- Born: Dempsey Jerome Travis February 25, 1920 Chicago, Illinois, USA
- Died: July 2, 2009 (aged 89)
- Education: Roosevelt University
- Notable credit(s): Don’t Stop Me Now An Autobiography of Black Chicago An Autobiography of Black Jazz An Autobiography of Black Politics The Victory Monument I Refuse to Learn to Fail Views From the Back of the Bus

= Dempsey Travis =

American entrepreneur

Dempsey Travis (February 25, 1920 - July 2, 2009) was a real estate entrepreneur and civil rights activist who, later in life, became a prominent historian and author, writing extensively on African-American history, politics, social issues, and music.

==Early years and education==
Dempsey Jerome Travis was born in 1920 in Chicago, IL, and served in the United States Army from 1942 to 1946, before earning his Bachelor of Arts degree from Roosevelt University in 1949.

==Businessman==

As an entrepreneur, Travis sought to revitalize African-American neighborhoods in Chicago. Travis Realty Company, which he founded in 1949, and Sivart Mortgage Company, which he founded four years later, increased the availability of mortgages for African Americans. Together, the two companies worked to sell properties located in the Chicago area to African Americans who were being displaced by urban renewal projects. In 1961, Travis founded the United Mortgage Bankers of America and served as its president until 1974. During the late 1960s and early 1970s, Travis served on President Richard Nixon’s Housing Task Force and President Gerald Ford’s Task Force on Urban Renewal.

==Activist==

Travis was also involved with the civil rights movement, and while serving as president of the NAACP Chicago chapter in 1959 he coordinated Martin Luther King Jr.'s first civil rights march in Chicago on July 24, 1960.

==Author==

Travis’ career as an author began when he founded Urban Research Institute, later renamed Urban Research Press, in 1969. The Press was initially established to publish two studies on socioeconomic issues affecting urban African Americans, but later evolved into a literary press, publishing 21 of Travis’ books. Travis’s first book was the children’s book, Don’t Stop Me Now (1970). In 1981, he wrote An Autobiography of Black Chicago and became the first African-American author to have a book listed on the Chicago Tribune non-fiction bestsellers list. Travis would later publish An Autobiography of Black Jazz (1983) These three books exemplify Travis’ writing style, which weaves historical research and information gathered from in-depth interviews with biographical anecdotes. Travis also published An Autobiography of Black Politics (1987), The Victory Monument, I Refuse to Learn to Fail, and Views from the Back of the Bus.

==Honors and awards==
Travis is listed in Who’s Who in America, Who’s Who in Finance and Industry, and Who’s Who in the World. He was also listed among the "People Who Have Made a Difference" by the Chicago Sun-Times and was one of Ebony’s "100 Most Influential Black Americans". He was also the subject of numerous television programs: five of these shows have received Emmy nominations.
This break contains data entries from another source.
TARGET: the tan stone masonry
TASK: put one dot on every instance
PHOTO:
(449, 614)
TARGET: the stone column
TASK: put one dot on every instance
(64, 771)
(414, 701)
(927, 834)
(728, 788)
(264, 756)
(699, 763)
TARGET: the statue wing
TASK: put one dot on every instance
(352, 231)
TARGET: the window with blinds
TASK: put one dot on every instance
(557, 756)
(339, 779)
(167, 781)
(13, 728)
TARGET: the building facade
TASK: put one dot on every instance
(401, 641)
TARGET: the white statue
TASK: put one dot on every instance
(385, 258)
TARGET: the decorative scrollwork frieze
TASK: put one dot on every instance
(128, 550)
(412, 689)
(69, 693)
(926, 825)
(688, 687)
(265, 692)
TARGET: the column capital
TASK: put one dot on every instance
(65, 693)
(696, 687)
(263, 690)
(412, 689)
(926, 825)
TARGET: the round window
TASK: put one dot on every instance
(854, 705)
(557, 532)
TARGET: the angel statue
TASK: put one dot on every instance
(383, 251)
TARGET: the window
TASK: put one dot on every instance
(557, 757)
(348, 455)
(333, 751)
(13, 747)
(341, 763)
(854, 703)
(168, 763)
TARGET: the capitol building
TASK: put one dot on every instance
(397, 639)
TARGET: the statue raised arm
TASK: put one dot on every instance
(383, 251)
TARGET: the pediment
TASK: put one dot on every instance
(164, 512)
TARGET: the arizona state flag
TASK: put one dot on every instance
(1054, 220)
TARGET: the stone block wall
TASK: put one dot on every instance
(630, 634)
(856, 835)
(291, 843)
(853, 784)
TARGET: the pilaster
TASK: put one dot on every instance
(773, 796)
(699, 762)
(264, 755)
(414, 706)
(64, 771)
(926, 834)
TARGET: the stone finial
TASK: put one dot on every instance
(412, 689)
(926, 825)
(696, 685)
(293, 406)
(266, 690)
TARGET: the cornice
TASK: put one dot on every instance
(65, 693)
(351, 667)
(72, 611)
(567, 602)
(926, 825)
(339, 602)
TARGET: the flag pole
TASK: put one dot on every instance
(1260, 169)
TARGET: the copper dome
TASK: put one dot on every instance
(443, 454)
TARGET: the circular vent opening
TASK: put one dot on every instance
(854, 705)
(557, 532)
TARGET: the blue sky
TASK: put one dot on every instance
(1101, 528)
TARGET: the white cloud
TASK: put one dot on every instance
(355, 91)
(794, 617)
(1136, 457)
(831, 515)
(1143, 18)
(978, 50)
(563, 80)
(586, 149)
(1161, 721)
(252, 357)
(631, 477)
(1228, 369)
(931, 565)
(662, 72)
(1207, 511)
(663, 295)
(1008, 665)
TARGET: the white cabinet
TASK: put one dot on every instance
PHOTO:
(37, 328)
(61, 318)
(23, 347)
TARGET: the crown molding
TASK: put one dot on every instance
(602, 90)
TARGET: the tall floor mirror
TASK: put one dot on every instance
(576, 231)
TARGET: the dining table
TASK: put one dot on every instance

He also received Black Enterprise magazine’s "First Annual Finance Achievement Award" on February 21, 1975.

==Archival collections==
The Dempsey Travis Papers exist in three locations: Roosevelt University Library, Chicago Public Library Vivian G. Harsh Research Collection, and Chicago History Museum.
The papers showcase Travis’ career as an author, as opposed to his career as a real estate entrepreneur, and contain an extensive collection of interviews with prominent African-American figures in various fields including politics, business, and entertainment. The papers are arranged in series based on individual books, or subject of books, with the majority of series containing edited drafts, transcribed interviews, and general research.